Von Günther Wiesinger
Das Red Bull-KTM-Werksteam sorgte zuletzt mit Pol Espargaró für einige Überraschungen. Das RC16-Paket ist schlagkräftiger geworden. Aber Teamchef Mike Leitner kennt auch die Schwachstellen.

Das Red Bull KTM Factory Team hat 2019 mit Pol Espargaró bereits vier Top-Ten-Plätze erreicht, dreimal schaffte der Spanier sogar ein einstelliges Ergebnis: Platz 8 in Austin, Platz 6 in Le Mans und Platz 9 in Mugello. Aber die Österreicher haben in der «premier class» auch ihre Baustellen. Denn Johann Zarco und das Tech3-Team mit Miguel Oliveira und Hafizh Syahrin blieben bisher deutlich hinter den Erwartungen.

Im Exklusiv-Interview mit SPEEDWEEK.com spricht Red Bull KTM-Teammanager Mike Leitner über die Highlights und Probleme in der aktuellen Saison. Übrigens: In Mugello gelang Pol Espargaró im FP3 am Samstagvormittag sogar der sensationelle zweite Platz – nur 0,207 sec hinter Danilo Petrucci.

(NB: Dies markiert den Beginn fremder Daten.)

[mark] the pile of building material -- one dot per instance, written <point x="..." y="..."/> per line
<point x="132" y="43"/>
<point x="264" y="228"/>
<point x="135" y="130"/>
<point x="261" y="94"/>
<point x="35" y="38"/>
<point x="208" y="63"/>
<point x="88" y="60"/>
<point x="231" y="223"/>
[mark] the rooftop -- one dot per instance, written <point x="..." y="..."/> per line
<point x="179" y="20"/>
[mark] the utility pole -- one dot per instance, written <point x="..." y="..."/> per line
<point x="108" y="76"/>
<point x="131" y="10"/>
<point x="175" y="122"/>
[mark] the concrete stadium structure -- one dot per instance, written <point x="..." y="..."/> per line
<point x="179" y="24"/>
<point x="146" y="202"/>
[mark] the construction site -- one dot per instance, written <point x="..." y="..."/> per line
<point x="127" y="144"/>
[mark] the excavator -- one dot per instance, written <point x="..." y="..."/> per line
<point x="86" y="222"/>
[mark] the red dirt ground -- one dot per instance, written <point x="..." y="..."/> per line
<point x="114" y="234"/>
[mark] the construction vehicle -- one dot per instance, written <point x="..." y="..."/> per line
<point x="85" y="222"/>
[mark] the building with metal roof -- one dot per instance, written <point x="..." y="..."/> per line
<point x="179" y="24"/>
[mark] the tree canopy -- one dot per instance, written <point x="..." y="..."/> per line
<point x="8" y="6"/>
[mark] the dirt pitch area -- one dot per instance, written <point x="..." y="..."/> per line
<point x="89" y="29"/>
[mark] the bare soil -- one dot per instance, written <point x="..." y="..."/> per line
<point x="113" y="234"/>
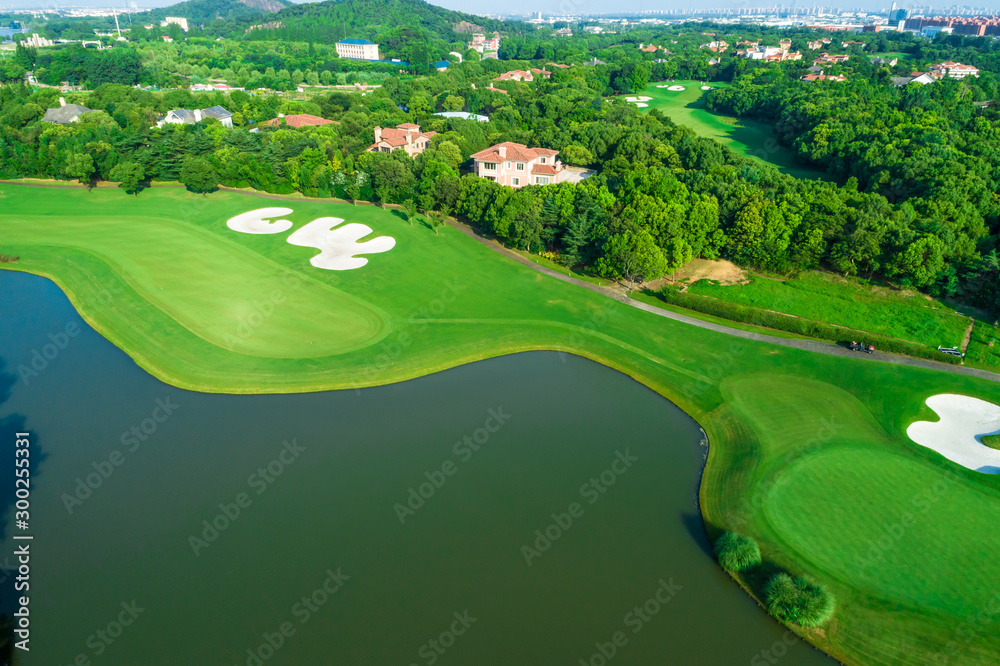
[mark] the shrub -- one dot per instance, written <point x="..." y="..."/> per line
<point x="799" y="601"/>
<point x="814" y="329"/>
<point x="736" y="552"/>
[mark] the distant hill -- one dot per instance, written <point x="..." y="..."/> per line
<point x="204" y="12"/>
<point x="377" y="20"/>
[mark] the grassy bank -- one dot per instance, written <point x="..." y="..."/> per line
<point x="687" y="107"/>
<point x="907" y="315"/>
<point x="808" y="452"/>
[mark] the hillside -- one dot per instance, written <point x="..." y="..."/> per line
<point x="204" y="12"/>
<point x="376" y="20"/>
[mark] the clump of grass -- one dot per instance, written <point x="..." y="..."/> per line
<point x="736" y="552"/>
<point x="799" y="601"/>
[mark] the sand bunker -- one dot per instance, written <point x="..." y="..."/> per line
<point x="339" y="246"/>
<point x="255" y="222"/>
<point x="956" y="435"/>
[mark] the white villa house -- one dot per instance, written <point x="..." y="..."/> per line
<point x="192" y="116"/>
<point x="357" y="49"/>
<point x="516" y="165"/>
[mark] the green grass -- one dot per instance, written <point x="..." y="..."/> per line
<point x="851" y="303"/>
<point x="808" y="452"/>
<point x="984" y="347"/>
<point x="747" y="138"/>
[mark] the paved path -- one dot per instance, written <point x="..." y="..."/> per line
<point x="828" y="348"/>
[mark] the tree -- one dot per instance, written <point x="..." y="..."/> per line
<point x="736" y="552"/>
<point x="128" y="175"/>
<point x="632" y="256"/>
<point x="198" y="175"/>
<point x="79" y="166"/>
<point x="799" y="601"/>
<point x="453" y="103"/>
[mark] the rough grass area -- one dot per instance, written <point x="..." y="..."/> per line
<point x="808" y="452"/>
<point x="984" y="347"/>
<point x="851" y="303"/>
<point x="747" y="138"/>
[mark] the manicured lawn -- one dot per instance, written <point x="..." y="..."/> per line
<point x="687" y="108"/>
<point x="808" y="452"/>
<point x="984" y="347"/>
<point x="851" y="303"/>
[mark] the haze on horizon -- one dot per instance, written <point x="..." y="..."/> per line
<point x="548" y="7"/>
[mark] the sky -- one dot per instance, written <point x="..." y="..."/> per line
<point x="547" y="7"/>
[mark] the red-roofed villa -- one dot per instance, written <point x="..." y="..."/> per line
<point x="516" y="165"/>
<point x="407" y="137"/>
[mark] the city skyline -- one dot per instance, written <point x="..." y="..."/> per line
<point x="581" y="7"/>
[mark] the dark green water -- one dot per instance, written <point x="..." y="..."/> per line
<point x="453" y="571"/>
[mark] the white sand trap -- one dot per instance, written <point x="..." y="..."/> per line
<point x="255" y="222"/>
<point x="956" y="435"/>
<point x="339" y="246"/>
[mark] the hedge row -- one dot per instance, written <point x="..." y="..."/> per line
<point x="749" y="314"/>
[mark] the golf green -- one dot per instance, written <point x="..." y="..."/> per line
<point x="808" y="452"/>
<point x="687" y="107"/>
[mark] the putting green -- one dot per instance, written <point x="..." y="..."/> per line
<point x="808" y="452"/>
<point x="213" y="287"/>
<point x="687" y="107"/>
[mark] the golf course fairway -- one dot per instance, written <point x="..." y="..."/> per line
<point x="808" y="452"/>
<point x="687" y="107"/>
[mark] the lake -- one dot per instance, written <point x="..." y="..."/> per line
<point x="533" y="509"/>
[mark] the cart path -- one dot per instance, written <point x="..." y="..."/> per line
<point x="621" y="295"/>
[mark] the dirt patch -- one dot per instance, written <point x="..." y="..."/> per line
<point x="723" y="272"/>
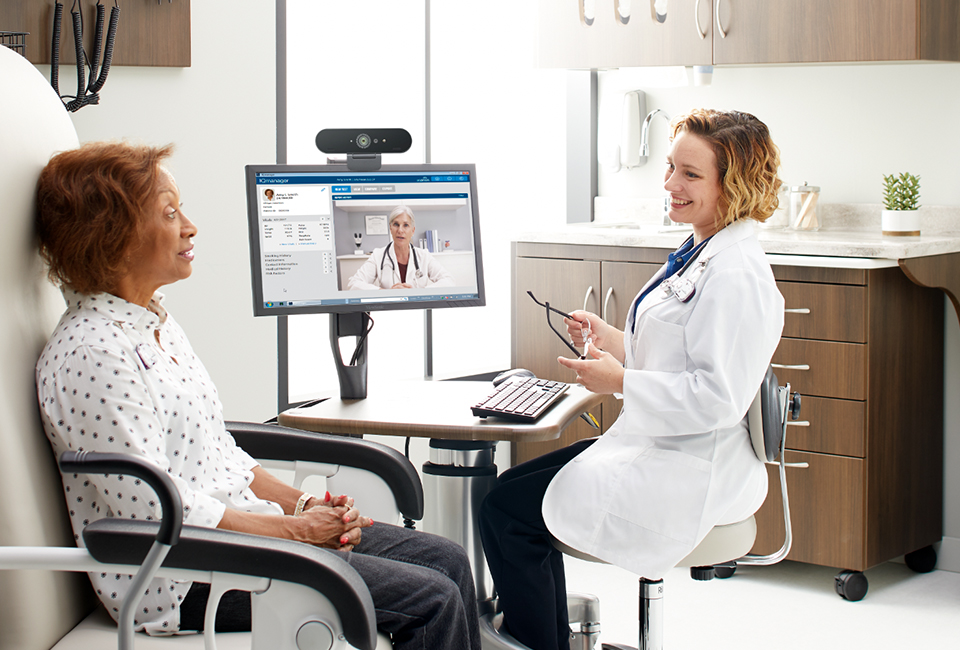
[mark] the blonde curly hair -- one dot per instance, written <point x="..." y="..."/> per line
<point x="747" y="159"/>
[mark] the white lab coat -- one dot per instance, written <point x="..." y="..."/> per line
<point x="380" y="273"/>
<point x="678" y="460"/>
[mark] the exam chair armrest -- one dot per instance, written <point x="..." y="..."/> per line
<point x="125" y="541"/>
<point x="274" y="442"/>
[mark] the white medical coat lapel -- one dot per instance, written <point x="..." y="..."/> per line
<point x="678" y="460"/>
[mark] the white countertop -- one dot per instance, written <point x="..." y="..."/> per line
<point x="848" y="231"/>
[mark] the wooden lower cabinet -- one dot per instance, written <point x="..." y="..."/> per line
<point x="829" y="491"/>
<point x="864" y="348"/>
<point x="603" y="280"/>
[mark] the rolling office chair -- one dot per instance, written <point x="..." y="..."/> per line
<point x="306" y="598"/>
<point x="717" y="555"/>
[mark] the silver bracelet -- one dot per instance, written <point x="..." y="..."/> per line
<point x="301" y="502"/>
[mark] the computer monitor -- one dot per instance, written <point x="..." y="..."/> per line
<point x="324" y="239"/>
<point x="321" y="242"/>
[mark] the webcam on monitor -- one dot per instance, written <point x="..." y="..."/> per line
<point x="363" y="146"/>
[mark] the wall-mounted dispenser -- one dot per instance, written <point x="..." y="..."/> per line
<point x="660" y="10"/>
<point x="618" y="148"/>
<point x="588" y="12"/>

Der ehemalige Aprilia-Renndirektor Jan Witteveen sagte, wenn die KTM RC16 in Mugello funktioniert, dann ist sie auch in Catalunya, Brünn und Phillip Island konkurrenzfähig. Bei KTM blickt man also gespannt auf Barcelona, wo Pol als Elfter in Vorjahr noch 36,5 sec auf Sieger Jorge Lorenzo (Ducati) verloren hat.

Mike, in Le Mans und Mugello waren zumindest bei Pol Espargaró gegenüber Jerez deutliche Fortschritte zu erkennen. Wie lautet dein. Fazit? In Mugello war Pol im Rennen immerhin 6,6 sec schneller als 2018.

Die Bilanz mit Pol ist auf jeden Fall positiv. Wir haben bei sechs Grand Prix mit ihm viermal die Top-Ten erreicht, das war in diesem Jahr wirklich ein Ziel von uns.

Und wir müssen uns vor Augen halten. In der Vergangenheit waren Mugello, Barcelona und Brünn unsere schwierigsten Strecken. Auf diesen Strecken mussten wir den Charakter unseres Motorrads verbessern, bei diesen weiten Radien haben wir einfach noch Nachteile. Deshalb waren die Top-Ten beim Mugello-GP ein Ziel, als wir angereist sind.

Es freut uns, dass wir es geschafft haben. Man hat ja bei den vielen Stürzen gesehen, dass die Gegner auch schwerst am Limit sind.

Jan Witteveen meinte nach dem Mugello-Aufschwung, die KTM sollte jetzt auch auf den anderen GP-Strecken konkurrenzfähig sein.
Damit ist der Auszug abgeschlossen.